Dendritic spines mediate essentially all excitatory connections and are thus critical elements in the brain but their function is still poorly understood. In particular, a key question is whether or not they are electrical compartments. To explore this, researchers have used cable theory and Goldman-Hodgkin-Huxley-Katz models, which form a theoretical foundation responsible for many cornerstone advances in neuroscience. However, these theories break down when applied to small neuronal compartments, such as dendritic spines, because they assume spatial and ionic homogeneity. Taking advantage of advances in computational power, we will explore the application of a broader theory that incorporates the Poisson-Nernst-Planck (PNP) approximation and electrodiffusion to more accurately model the constraints that the nanostructure of the spines place on electrical current flow. Specifically, we will combine multiscale modeling, asymptotic and simulations of partial differential equations to extract features from data and experimental approaches to study how the geometry and composition of a dendritic spine affect the electrical and ionic fluxes and the coupling between the synapse and the dendrite. We will test the predictions of electrodiffusion combining cutting-edge voltage imaging methods with 2-photon glutamate uncaging in vitro and in vivo and nanopipette recordings of spines from mouse pyramidal neurons. Our broader theoretical analysis of could be instrumental to understand their physiological role in neuronal circuits. This work will explore an alternative theoretical formulation to the established cable theory, in order to understand quantitatively the biophysical properties of dendritic spines.

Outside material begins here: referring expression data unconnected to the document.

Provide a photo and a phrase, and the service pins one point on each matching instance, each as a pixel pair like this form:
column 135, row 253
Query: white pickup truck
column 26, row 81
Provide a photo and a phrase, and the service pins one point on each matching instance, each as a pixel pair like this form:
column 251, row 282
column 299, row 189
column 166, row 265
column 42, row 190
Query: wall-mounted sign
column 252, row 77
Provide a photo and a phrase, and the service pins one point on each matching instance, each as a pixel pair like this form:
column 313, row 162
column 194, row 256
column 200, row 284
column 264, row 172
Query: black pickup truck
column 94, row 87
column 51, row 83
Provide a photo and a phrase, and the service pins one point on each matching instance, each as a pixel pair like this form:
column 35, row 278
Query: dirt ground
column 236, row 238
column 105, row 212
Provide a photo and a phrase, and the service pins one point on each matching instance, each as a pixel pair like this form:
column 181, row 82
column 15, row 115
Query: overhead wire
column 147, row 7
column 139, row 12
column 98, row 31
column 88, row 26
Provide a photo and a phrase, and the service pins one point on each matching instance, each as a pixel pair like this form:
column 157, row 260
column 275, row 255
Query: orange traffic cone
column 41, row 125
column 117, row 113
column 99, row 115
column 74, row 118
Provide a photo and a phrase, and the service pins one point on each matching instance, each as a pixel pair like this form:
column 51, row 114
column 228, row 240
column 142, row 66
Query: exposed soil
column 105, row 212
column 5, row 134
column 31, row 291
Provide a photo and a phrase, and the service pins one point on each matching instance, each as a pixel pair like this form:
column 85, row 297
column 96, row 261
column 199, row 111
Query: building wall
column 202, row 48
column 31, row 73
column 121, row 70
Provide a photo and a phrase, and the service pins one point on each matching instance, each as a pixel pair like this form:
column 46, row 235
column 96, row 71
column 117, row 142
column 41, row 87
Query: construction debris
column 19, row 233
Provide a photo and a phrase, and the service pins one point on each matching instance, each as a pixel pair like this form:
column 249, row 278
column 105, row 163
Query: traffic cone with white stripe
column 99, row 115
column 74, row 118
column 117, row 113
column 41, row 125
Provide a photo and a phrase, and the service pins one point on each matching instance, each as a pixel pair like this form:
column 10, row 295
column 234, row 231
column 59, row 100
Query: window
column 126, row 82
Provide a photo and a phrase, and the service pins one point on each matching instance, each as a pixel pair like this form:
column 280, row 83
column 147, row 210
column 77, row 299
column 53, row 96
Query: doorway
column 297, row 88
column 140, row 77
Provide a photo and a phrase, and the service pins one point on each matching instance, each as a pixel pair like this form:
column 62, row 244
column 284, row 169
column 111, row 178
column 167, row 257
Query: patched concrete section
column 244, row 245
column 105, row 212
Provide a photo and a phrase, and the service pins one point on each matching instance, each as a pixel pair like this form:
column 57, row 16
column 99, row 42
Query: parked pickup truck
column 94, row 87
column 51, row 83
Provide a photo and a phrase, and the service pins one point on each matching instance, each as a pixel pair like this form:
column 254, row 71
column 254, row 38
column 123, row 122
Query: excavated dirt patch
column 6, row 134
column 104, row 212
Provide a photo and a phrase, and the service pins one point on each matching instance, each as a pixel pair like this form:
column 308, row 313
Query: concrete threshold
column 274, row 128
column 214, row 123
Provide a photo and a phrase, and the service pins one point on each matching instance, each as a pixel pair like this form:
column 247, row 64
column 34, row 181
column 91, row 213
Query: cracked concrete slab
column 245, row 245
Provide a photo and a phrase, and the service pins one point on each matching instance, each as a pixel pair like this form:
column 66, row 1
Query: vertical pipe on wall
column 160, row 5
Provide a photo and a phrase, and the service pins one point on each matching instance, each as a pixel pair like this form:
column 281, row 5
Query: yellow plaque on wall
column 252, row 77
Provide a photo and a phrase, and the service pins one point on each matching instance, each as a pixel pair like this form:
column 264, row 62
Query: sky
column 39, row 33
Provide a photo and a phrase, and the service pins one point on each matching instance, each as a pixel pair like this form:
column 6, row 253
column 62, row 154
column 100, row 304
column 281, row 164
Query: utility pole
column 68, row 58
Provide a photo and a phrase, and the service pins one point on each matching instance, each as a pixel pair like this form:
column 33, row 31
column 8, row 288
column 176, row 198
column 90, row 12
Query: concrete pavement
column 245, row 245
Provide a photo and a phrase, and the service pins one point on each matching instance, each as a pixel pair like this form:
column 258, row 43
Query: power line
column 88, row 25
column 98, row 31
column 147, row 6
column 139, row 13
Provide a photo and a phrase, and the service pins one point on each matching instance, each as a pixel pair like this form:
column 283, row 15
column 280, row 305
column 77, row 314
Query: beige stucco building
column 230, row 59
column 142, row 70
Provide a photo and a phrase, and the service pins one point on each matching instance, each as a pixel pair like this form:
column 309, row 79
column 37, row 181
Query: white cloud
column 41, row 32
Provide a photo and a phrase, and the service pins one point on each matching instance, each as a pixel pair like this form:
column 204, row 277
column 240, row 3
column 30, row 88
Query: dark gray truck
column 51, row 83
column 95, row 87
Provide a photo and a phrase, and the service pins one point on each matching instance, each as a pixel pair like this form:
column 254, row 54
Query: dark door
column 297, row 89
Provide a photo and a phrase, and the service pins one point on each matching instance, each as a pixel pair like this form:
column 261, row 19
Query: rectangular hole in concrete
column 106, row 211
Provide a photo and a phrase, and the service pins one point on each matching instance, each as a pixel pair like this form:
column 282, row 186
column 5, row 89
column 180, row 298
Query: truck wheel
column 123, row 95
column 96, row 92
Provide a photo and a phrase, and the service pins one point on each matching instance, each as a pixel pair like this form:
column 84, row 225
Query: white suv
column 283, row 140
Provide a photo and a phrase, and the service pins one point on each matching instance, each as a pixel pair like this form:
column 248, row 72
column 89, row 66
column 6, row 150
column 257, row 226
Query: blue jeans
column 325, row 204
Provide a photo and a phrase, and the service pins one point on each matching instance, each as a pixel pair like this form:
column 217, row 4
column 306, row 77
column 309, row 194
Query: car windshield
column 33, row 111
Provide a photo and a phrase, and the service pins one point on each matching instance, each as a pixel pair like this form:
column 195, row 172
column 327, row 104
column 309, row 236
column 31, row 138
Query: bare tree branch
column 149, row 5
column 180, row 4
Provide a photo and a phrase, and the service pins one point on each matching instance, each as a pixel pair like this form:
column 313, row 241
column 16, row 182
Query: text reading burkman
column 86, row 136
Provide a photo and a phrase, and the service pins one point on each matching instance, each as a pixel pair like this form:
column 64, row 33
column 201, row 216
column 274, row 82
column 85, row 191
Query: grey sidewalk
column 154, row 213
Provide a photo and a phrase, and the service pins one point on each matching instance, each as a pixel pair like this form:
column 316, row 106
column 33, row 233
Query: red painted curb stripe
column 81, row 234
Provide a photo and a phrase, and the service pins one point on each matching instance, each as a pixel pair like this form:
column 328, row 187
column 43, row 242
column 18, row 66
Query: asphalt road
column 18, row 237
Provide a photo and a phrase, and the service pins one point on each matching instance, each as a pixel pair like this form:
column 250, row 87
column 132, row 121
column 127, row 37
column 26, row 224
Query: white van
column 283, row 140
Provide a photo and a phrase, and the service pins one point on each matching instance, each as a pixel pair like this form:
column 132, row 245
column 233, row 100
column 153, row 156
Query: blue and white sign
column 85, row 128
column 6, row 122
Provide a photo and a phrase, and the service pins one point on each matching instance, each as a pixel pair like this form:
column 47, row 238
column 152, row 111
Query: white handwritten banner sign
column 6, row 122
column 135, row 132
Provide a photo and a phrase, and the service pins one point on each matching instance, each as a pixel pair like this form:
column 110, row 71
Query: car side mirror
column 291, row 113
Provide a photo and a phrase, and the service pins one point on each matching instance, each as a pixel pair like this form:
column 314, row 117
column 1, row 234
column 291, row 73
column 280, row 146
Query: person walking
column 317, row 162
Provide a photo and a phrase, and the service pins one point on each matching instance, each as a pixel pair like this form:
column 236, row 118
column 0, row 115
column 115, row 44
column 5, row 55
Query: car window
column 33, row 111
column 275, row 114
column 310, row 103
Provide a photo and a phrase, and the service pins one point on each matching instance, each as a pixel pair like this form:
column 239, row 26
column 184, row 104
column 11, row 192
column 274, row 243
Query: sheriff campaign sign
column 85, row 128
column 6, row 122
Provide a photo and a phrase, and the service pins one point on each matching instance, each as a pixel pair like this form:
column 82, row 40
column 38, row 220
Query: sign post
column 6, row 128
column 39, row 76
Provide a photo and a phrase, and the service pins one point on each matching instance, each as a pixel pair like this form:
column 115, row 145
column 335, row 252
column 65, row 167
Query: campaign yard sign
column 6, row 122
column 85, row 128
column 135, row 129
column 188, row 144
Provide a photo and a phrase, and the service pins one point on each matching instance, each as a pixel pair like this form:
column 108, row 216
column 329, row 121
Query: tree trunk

We aim to generate the most rigorous mathematical model of spines to date and tackle key questions in neurobiology: how synaptic voltages in neuron are shaped at spines, how they propagate to dendrites and how this is regulated by ionic channels and dendritic and spine geometry. Finally, this proposal will help to link the form and the function of neurons, with a detail which has never been carried out before, something that could help interpret functionally many peculiar morphological characteristics of neuronal microstructures, in both normal and pathological processes.
The proposed research will help us understand how synaptic voltages are shaped by dendritic spines, a phenomenon that could be affected in many mental and neurological diseases. Indeed, abnormalities in spine structure and function have been described in a host of diseases, like epilepsy, mental retardation, dementia and schizophrenia, and it is still not understood how these abnormalities relate to the pathophysiology or symptomatology of these diseases.